O nedenle bunlar, mücadelenin hangi zorlukları ve tehlikeleri bünyesinde taşıdığını, öğrendiğinde; ulusal-demokratik içerikli çalışmaların, bir hobi olarak yapılamayacağını anladığında korkar ve hemen kaçarlar. Korkaklığını gizlemek için de, sağa sola çamur atar veya türlü bahaneler ileri sürerler.. Bu "kişiler" asimile olmuş Mutantlar veya geçici yol arkadaşlarıdırlar.. Yiğit kişiler, namuslu olanlarla birlikte, namussuzlara karşı dikilir.
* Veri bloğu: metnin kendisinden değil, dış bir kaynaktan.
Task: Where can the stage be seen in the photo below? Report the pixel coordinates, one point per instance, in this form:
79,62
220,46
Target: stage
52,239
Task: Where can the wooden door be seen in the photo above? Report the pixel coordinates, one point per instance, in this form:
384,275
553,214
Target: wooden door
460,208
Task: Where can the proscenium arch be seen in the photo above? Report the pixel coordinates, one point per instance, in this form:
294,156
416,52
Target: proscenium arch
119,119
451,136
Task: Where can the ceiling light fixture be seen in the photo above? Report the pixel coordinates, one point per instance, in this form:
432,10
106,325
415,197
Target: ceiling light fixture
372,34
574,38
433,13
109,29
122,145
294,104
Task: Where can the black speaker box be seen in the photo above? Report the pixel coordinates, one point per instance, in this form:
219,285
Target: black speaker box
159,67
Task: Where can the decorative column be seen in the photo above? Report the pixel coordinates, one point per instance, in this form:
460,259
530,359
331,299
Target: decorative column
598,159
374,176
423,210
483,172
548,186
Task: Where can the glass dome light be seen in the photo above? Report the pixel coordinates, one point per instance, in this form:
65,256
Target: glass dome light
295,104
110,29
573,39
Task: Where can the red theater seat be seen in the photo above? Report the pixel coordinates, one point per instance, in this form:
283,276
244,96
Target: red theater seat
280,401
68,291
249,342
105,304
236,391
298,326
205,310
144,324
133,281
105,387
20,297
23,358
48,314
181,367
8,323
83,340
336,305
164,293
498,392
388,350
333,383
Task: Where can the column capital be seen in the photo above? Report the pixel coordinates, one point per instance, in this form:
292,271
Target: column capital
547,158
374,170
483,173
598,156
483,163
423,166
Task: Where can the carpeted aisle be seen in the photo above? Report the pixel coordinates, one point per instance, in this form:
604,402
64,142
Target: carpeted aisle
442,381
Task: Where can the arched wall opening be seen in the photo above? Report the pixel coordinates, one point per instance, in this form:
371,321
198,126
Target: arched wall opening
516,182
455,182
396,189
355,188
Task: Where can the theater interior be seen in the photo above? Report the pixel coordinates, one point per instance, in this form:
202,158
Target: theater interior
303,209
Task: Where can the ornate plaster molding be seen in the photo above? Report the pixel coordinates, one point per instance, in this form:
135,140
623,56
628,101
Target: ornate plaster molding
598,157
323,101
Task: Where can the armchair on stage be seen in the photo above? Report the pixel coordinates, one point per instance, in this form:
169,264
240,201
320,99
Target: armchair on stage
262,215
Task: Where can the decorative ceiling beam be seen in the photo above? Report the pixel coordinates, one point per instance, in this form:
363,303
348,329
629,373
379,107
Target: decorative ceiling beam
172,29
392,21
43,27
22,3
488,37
Namussuzlar, cesur insanlarımızın yanında görünmekten bile korkarlar. Bunlar zaten bizden değildir. Onlar çok eski zamanlarda başka milletlerden esir alınıp asimile edilerek köle yapılanların devamıdır.. Ve "Köle Dedelerinin kişiliksizleştirilmeleri" sonucunda oluşan, yüzlerce yıllık tavır alışkanlıklarını, iradeleriyle bastıramadan, taşımaya devam edenler, dün birine, bugün başkasına, yarın da diğer kişiye biat ederler ve bu davranışları çok doğaldır." Köle; güçlü gördüğünün emirine girendir.. Köle; şerefini ve namusunu paraya satabilendir.. Köle; "doyduğum yer, vatanımdır" diyen "Vatansızdır." Köle korkaktır..Onun için BİZ; "sadece vatanı için savaşan ve vatanı için kalbi çarpanları, Asil" olarak kabul etmekteyiz..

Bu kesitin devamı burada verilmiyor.